Georgios Zervas, Joshua L Benjamin

Optical Networks Group, Electronic & Electrical Engineering, University College London, London, UK g.zervas@ucl.ac.uk

**Abstract:** A control and network system is proposed to offer optical circuits of 120 ns duration while achieving 91% throughput between 1000s of Servers. It delivers 270ns median and 4.7 $\mu$ s tail latency under 75% load.

Keywords: Data Center network architecture and control, Optical circuit-switched systems and their networking,

# I. INTRODUCTION

According to Google, the demand for bandwidth in data centers doubles every 12-15 months [1]. Electronic packet switches in Data Centers are under constant pressure to scale and be power efficient. However, lots of voices are indicating the slowdown of Moore's Law on silicon devices. Furthermore, packet-based networks have historically led to poor median and tail latency that also tend be load dependent and non-deterministic due to the unpredictability of traffic loads. For example, Amazon EC2 data centers have a median round trip latency of 600 µs and a 100-percentile long tail latency of 100 ms [2]. Also, such networks require complex methods for source/destination addressing, buffer management, admission and congestion control that also introduce overheads. Over the last two decades, there has been extensive research on technologies for optical switching and control that can potentially co-exist or replace electronic switching all together. However, before we reach the crossroad and migrate from electronic to optical switching the best solutions, we should address one fundamental question that is not widely discussed. Is packet or circuit switching the best solution moving forward for optically interconnected Data Centers?

This paper discusses the pros and cons of optical packet and optical circuit switched networks for Data Centers. It then reports on PULSE, a control and data plane network architecture for sub-microsecond optical circuit switching.
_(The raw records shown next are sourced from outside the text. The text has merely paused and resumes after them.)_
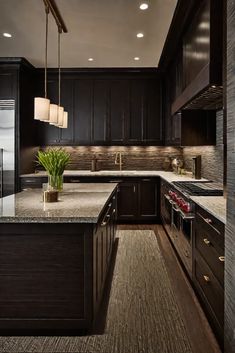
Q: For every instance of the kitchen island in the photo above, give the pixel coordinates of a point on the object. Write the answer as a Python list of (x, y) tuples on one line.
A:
[(54, 257)]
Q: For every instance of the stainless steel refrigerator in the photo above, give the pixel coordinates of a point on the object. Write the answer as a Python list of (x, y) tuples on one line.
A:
[(7, 147)]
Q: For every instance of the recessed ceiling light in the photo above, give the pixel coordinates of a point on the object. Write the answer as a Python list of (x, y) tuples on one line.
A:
[(144, 6), (8, 35)]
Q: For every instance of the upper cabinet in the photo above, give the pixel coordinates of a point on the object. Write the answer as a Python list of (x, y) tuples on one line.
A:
[(201, 55), (106, 110)]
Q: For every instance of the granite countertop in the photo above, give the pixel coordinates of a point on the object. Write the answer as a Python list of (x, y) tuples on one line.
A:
[(216, 205), (168, 176), (78, 203)]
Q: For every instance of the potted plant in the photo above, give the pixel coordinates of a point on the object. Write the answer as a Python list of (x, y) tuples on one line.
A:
[(54, 161)]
# **II. PACKETS VERCUS CIRCUITS**

Packet switching/routing following one-way reservation is the underlying method of transporting data within Data Centers and over the Internet. It has the advantages of forming highly scalable networks, distribute its forwarding rules to each and every node, handle diverse flows due to variable packet size structures and has the ability to queue and manage flows along the path. However, packet switched networks are heavily influenced by load and distribution of flows and so a range of complex methods such as admission and congestion control, buffer/queue management, complex addressing with numerous header fields are necessary to offer a reasonable quality of service. Electronic chips such as ASICs can reasonably accommodate all these functionalities; however, they will struggle to keep up with demand. On the other hand, optical technologies can't easily replicate such functionalities due to limited and highly rigid data processing and storage functions.

Circuit switched networks can deliver guaranteed and deterministic traffic without the need of any of the packet switching complex methods (admission control, addressing, congestion control, buffer and associated management). However, the flexibility depends on circuit reconfiguration, which is down to switching latency, scheduling time and network size, since it follows a round trip handshake between requestors (end-points) and scheduler/controller. This restricts the flexibility and granularity of a system to deal with diverse flows, unpredictable and highly dynamic traffic. So, forming an optical network, one should aim to create certain design and performance targets:

- Deliver deterministic performance with zero data loss.
- Offer very high throughput with low scheduled median O(100ns) and tail latency O(μs) excluding propagation delays.
- Offer high level of granularity and highly dynamic reconfiguration O(10-100ns).
- Be scalable and energy efficient.
- Offer a simple low-cost solution that has minimum overheads with easy maintenance, control and management.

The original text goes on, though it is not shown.